Sans cette protection, cette sorte de prohibition légale, une grande partie du sol eût pu depuis longtemps échapper au dvorianstvo. La preuve en est dans l’état obéré de la propriété à la veille même de l’émancipation. En 1859, près des deux tiers des biens de la noblesse (65 pour 100) étaient engagés dans les lombards, dans les établissemens de l’état, et le tiers restant était souvent encore grevé d’hypothèques au profit des particuliers. Si au moment de l’abolition du servage il y eût eu en Russie une nombreuse et riche bourgeoisie, le premier ordre de l’état serait déjà dépouillé d’une grande partie de ses biens.
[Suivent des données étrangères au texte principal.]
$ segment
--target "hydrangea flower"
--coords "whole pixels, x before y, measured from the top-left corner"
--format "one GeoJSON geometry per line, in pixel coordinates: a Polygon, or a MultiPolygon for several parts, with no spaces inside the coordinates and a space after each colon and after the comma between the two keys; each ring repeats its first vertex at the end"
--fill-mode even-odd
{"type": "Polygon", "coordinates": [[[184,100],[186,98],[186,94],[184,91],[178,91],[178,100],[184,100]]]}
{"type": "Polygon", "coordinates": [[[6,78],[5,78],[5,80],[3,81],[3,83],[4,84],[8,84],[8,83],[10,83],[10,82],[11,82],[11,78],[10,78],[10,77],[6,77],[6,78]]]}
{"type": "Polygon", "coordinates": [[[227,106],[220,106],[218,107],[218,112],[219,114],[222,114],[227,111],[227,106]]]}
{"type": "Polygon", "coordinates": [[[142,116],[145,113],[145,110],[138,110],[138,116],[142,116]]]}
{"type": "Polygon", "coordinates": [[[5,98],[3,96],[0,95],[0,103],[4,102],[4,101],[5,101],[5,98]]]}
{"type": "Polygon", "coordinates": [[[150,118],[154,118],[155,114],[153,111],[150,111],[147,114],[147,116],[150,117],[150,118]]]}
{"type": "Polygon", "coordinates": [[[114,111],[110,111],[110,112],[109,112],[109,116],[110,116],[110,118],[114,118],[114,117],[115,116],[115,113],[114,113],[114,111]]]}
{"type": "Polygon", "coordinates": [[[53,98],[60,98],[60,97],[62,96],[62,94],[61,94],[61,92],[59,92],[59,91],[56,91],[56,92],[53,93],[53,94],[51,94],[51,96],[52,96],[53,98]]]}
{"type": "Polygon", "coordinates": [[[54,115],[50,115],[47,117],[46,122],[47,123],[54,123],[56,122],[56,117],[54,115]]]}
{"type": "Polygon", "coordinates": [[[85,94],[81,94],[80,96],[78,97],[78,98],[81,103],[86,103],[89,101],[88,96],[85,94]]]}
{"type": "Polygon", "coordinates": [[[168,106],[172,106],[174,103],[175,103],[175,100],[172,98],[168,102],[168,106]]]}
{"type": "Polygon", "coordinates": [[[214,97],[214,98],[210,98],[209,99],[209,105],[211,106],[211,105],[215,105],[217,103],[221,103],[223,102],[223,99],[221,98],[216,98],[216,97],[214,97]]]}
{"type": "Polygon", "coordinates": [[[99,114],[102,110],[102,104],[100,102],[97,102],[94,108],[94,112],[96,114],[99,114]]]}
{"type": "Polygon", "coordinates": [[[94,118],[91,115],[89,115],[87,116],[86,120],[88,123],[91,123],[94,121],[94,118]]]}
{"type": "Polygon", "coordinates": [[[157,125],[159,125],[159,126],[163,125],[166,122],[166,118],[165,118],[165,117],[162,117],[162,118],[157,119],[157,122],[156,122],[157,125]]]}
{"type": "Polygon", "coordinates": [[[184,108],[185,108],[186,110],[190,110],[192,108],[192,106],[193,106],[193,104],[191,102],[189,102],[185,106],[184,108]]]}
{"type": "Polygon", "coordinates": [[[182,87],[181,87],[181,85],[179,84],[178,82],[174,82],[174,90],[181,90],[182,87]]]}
L’absence de concurrence, l’absence de capitaux disponibles et la pauvreté des paysans ont seules maintenu en sa possession les terres que ne lui a pas légalement enlevées l’émancipation. Tôt ou tard il y aura dans la propriété foncière un changement de main au détriment du pomechtchik actuel. Pour conserver à la noblesse son ancien monopole de propriétaire, il n’y aurait qu’un moyen, l’érection de ses terres en majorais inaliénables, insaisissables. Le moyen serait sûr, et il s’est trouvé des hommes assez hardis pour le proposer[1] ; mais un tel procédé d’immobilisation appliqué à la totalité ou à la généralité des propriétés personnelles ne ferait qu’universaliser les inconvéniens inséparables des

  1. Schédo-Ferroti, Études sur l’avenir de la Russie : la Noblesse.